Closure of 7 Acre Urban Agriculture Site Shows Disconnect and Opportunity

The following is an opinion statement by Tony Damico, Co-Director of Long Beach Fresh, on LA County Development Authority’s Scale-down of Growing Experience Urban Farm and Community Garden at 750 Via Carmelitos Ave, starting with closure of the weekly farmstand and their elimination of staff positions.

As a leader of a community-based organization focused on food security and a healthy environment, I’m saddened by the planned change of operations at Growing Experience. LB Fresh has supported numerous projects at Growing Experience, and it’s been a critical resource for dozens of older adults living across the street, who line up weekly for an impressive array of cultural and seasonal produce. 

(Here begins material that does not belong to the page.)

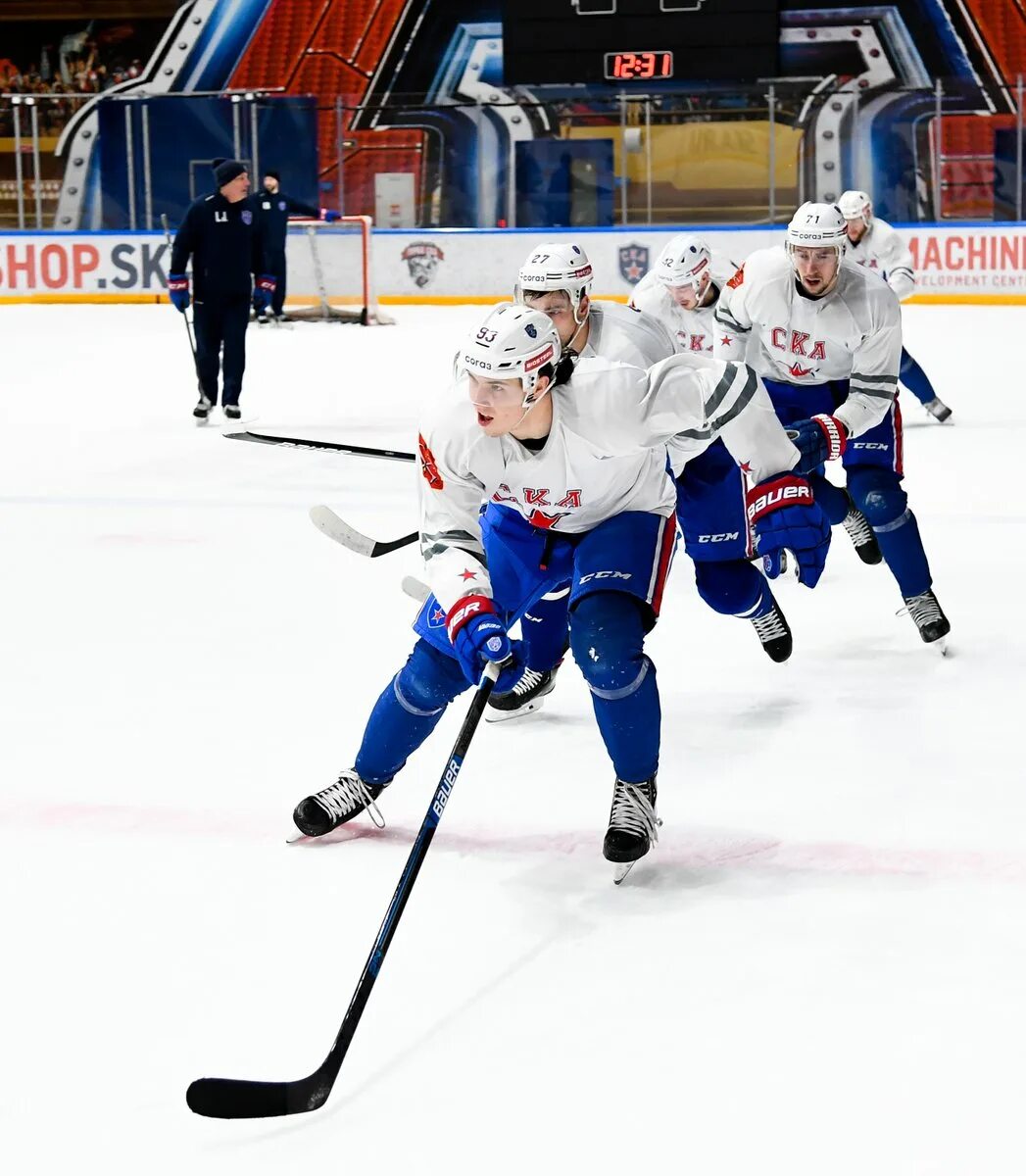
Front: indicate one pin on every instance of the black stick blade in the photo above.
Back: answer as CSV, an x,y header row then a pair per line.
x,y
233,1099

The farm has also been a hub for community learning, from youth-focused social enterprise programs, to sharing cutting edge innovation in growing sustainability. Neighbors at Carmelitos learned and shared their own cooking knowledge, and were able to grow their own healthy food. While there seems to be interest at the County level in supporting some programming for the next one to three years, the reduction in staff is a huge loss in talent and resources. 

Still,there’s no lack of talent in our City when it comes to growing local food and community health, there’s only a lack of investment and collaboration. As a group that convenes dozens of local food improvement projects, we’ve seen a few urban farms developed in the past year, often feeding communities most at risk. The City’s newly modernized policies for urban agriculture have opened up some vacant lots, creating new opportunities. Still, Growing Experience represents more than 70% of the activated urban farm space in Long Beach. 

For local decision makers, the change marks a couple important realities: First, this project is a unique outlier in the practices of development corporations. Until they have real goals to integrate health-protective policies in affordable housing, these projects don’t stand on solid ground. Secondly, empowering community organizations to manage space is a viable alternative to management by large institutions  – whether it’s through the community land trust model, or through efficient partnerships with urban farmers and community organizations.